When do costs influence system and architectural decisions?

3 minute read

Have you discussed cost during System Design interviews?

System design interviews are great at testing whether you know how to scale a system, but they rarely ask the question that matters most in practice, especially at an early-stage or bootstrapped startup: how much does this cost?

This blind spot isn’t accidental. Interview culture rewards demonstrating knowledge of distributed systems, replication strategies, and fault tolerance. Business judgment, the kind that keeps a company alive while you’re still figuring out product-market fit, rarely gets points.

Here’s a concrete example from something I’m building right now.

My service requires running long workflows asynchronously. I had four options on the table:

DBOS — has excellent developer experience, deep workflow visibility, robust failure handling.

Temporal — same strengths as DBOS, battle-tested at scale.

BullMQ + Redis — solid option but adds a new service to manage, and handling failures and retries isn’t as smooth in my opinion.

pg-boss — runs on top of Postgres, minimal visibility out of the box, retries are on you.

DBOS and Temporal are genuinely impressive. The developer experience is excellent, you get deep observability into every workflow, and failure handling is largely taken care of. But they’re expensive, and more importantly, the integration is deep. If you ever need to move away from them, you’ll pay a significant price in migration effort and engineering time.

BullMQ with Redis was a reasonable middle ground, but it would mean introducing Redis as a new component — an extra dependency, an extra point of failure, and an extra thing to maintain.

pg-boss wasn’t my first instinct. Visibility is limited, and I’d be responsible for handling retries myself. But it runs on Postgres, which I’m already using as my primary data store, meaning no new infrastructure to provision, monitor, or pay for.

So I chose pg-boss, not because it’s the best tool in isolation, but because it’s the right tool for where I am right now.

That said, it’s worth being clear-eyed about the tradeoff.
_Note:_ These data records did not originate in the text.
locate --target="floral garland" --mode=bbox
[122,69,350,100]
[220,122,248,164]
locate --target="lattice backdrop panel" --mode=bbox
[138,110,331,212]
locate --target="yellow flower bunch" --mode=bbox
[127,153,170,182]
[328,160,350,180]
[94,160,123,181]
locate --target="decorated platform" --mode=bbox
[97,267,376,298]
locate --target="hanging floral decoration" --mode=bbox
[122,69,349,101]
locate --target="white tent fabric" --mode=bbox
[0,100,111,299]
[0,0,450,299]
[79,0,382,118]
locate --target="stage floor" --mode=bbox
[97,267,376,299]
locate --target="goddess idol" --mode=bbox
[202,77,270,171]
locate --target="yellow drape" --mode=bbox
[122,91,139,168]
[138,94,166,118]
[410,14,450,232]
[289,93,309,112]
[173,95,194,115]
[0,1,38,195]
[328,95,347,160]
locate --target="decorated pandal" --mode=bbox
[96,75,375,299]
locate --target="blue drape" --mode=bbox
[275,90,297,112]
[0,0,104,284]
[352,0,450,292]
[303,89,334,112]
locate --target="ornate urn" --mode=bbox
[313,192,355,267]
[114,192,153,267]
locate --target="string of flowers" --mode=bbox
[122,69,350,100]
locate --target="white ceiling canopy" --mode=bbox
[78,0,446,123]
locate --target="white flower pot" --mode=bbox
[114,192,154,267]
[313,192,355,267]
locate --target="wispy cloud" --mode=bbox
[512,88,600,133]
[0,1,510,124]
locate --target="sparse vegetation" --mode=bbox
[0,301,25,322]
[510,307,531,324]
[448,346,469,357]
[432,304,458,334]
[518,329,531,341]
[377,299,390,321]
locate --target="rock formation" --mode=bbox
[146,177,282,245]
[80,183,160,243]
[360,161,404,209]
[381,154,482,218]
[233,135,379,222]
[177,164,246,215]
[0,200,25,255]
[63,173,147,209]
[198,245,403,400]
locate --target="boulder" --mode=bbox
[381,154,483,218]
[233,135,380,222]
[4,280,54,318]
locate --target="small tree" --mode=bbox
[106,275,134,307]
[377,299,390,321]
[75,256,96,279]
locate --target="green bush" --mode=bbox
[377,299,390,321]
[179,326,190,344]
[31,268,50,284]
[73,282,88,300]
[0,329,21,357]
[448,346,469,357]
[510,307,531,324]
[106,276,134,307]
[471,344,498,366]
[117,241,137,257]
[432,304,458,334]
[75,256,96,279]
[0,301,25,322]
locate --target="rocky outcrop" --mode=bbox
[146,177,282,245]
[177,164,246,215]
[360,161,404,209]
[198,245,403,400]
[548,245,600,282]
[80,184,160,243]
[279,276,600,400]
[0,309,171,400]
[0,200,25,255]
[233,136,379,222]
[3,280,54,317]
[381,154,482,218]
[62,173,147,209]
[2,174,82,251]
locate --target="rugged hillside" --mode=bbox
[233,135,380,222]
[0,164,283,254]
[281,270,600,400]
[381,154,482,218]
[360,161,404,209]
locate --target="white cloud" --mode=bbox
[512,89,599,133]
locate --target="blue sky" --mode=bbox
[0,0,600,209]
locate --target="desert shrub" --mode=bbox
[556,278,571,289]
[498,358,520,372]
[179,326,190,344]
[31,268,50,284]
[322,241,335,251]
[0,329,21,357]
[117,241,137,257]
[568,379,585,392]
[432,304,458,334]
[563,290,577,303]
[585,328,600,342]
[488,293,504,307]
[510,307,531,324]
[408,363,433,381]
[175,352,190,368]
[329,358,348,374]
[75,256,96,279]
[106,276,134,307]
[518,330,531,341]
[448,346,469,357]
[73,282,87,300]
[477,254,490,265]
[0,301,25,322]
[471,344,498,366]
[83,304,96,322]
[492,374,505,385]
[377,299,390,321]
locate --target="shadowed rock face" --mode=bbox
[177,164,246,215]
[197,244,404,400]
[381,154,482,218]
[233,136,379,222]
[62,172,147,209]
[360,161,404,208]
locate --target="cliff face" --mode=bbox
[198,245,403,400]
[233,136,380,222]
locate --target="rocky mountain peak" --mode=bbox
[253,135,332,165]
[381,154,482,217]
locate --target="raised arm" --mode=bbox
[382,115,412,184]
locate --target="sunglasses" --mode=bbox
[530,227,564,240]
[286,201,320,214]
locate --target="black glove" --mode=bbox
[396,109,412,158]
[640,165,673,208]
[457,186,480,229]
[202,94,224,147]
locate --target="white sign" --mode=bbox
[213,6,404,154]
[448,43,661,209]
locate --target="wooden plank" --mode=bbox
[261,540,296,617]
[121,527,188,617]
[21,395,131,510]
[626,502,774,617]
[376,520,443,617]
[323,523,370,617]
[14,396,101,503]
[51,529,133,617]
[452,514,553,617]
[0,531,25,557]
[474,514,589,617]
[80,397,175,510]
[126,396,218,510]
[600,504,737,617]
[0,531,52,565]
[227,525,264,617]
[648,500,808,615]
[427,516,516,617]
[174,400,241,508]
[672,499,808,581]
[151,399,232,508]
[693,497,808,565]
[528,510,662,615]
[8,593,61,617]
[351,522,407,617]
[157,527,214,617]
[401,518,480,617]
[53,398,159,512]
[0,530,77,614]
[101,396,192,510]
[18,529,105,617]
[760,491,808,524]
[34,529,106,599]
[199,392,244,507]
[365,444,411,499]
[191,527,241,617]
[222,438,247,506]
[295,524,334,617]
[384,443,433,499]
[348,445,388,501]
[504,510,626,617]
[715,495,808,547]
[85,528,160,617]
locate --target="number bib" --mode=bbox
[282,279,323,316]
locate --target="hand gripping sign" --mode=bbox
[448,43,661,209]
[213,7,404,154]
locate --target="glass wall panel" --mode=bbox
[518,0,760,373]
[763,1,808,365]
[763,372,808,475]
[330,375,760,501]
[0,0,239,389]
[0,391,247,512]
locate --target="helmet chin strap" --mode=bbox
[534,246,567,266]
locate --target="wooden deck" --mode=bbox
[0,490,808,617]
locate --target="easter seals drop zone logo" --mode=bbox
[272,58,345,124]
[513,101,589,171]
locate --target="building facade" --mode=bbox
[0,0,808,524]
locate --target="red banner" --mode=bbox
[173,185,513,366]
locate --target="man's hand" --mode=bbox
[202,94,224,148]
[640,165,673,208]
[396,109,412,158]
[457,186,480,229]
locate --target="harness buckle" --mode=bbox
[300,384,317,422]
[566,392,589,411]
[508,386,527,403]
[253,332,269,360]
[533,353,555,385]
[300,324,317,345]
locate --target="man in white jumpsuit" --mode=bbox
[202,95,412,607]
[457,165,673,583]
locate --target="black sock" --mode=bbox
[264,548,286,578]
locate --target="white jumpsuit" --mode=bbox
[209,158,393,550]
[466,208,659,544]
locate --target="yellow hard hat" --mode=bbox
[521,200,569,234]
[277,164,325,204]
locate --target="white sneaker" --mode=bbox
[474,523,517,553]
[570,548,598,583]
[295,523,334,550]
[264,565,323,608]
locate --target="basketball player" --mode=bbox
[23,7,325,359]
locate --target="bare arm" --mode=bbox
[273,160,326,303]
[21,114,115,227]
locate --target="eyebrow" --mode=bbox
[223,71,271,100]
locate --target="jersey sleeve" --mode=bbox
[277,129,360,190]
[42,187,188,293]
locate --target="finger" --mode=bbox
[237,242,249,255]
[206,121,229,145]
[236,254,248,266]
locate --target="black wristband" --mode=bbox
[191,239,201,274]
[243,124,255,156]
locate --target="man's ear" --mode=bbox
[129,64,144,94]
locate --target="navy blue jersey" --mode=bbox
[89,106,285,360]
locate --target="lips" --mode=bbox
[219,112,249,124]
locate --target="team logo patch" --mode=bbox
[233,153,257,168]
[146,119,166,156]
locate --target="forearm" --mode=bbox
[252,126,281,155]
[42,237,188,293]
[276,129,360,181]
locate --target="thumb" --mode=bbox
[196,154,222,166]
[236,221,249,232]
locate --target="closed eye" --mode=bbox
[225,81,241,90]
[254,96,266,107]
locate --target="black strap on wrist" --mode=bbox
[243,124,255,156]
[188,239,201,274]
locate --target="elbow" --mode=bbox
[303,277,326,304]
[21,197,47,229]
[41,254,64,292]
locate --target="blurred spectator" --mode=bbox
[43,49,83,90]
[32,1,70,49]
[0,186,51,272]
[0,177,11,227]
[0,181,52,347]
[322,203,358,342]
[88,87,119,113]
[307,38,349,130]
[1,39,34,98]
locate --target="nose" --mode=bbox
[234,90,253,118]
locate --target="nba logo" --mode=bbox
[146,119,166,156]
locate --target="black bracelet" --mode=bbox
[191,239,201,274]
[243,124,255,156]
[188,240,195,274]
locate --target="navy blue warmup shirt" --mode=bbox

Limited observability isn’t a minor inconvenience; early-stage is exactly when you’re moving fast and can least afford to spend hours debugging a silent workflow failure. I judged that risk acceptable because my workflows are straightforward enough and failures are recoverable, but that calculation matters and deserves to be made explicitly rather than ignored.

The other side of the equation is optionality. If the business grows and the complexity justifies it, migrating to Temporal or DBOS becomes a reasonable investment. But that’s a future problem, funded by the runway I preserved by not over-engineering too early.

Choosing boring, cheap infrastructure that fits what you already have isn’t a compromise. At the right stage, it’s the most important engineering decision you can make.